There was a phase in the spring where the pandemic was almost discussed as a comeuppance of modernity (as if the Black Death hadn’t slightly preceded the jet age). It looks like we’ll end the year with the reverse epiphany. Plagues occur at any time and only this could have contained the effects as well as he. Even outside of the vaccine, supply chains for food and most other commodities have weathered a once-in-a-century shock with almost eerie gentleness.

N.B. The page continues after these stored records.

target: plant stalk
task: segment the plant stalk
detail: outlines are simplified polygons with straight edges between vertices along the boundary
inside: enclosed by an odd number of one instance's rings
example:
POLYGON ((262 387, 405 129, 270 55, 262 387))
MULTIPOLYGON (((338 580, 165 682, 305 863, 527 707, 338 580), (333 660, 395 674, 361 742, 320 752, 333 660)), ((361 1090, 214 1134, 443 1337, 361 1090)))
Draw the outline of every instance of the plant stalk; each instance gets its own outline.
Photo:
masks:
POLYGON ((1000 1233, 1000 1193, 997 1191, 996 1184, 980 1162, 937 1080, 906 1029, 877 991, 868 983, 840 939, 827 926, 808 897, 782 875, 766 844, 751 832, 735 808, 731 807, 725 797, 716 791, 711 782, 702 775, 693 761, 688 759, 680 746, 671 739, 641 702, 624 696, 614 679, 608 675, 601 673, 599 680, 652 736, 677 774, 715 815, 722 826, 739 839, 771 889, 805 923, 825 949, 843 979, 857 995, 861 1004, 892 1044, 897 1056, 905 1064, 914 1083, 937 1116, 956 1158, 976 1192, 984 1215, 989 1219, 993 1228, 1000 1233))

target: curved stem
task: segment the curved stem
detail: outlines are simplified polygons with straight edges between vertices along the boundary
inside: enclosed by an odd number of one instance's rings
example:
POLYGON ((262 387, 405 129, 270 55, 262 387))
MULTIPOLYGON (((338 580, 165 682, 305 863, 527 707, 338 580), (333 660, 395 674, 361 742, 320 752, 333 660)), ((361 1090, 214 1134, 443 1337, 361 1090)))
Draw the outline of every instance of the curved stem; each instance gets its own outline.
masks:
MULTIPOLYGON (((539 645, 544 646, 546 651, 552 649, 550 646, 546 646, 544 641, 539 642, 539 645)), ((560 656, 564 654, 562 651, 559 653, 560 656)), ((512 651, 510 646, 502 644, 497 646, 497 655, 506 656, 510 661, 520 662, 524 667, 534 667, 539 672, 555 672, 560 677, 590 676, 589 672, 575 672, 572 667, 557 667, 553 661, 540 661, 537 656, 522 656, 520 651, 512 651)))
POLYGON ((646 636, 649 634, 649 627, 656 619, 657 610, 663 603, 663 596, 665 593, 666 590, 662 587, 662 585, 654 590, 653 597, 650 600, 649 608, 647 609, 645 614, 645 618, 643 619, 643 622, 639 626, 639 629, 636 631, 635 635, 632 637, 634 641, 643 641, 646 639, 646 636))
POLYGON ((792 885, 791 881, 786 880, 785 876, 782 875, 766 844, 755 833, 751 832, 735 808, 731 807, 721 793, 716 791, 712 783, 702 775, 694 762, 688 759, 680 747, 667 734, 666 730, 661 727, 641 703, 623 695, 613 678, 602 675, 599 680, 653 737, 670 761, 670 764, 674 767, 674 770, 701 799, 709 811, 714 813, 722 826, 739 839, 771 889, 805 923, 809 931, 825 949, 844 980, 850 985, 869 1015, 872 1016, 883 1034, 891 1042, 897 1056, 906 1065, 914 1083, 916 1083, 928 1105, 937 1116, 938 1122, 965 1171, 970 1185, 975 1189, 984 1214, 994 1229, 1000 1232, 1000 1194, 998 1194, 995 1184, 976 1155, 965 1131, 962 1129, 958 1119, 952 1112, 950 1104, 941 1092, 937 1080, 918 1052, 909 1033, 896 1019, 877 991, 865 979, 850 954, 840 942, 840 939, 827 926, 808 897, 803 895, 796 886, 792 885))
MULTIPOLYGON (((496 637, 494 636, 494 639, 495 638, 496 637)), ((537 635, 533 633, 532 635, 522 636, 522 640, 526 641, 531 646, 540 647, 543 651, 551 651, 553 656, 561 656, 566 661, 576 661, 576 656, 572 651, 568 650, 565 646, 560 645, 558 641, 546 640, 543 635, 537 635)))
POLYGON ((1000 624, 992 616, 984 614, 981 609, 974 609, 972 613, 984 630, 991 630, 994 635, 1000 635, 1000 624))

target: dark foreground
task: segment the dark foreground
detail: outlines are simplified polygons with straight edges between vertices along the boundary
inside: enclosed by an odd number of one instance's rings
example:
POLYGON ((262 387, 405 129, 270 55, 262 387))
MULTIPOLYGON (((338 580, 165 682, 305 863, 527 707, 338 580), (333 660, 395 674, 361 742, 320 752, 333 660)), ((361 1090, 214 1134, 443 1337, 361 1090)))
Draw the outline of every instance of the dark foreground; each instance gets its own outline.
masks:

Anyone who would like to trade the present for much earlier than a generation or two ago hasn’t seriously given the proposal a thought. And yet, this feeling is inescapable. The idea of ​​our world as post-Fall, of the past as Eden, passes for wisdom. It appeals to Britain’s next ruler, a pastoral romantic, but also righteous townspeople, babbling this year about the possibility of ‘resetting’. What to be grateful for, I guess, that only nostalgia defies inoculation.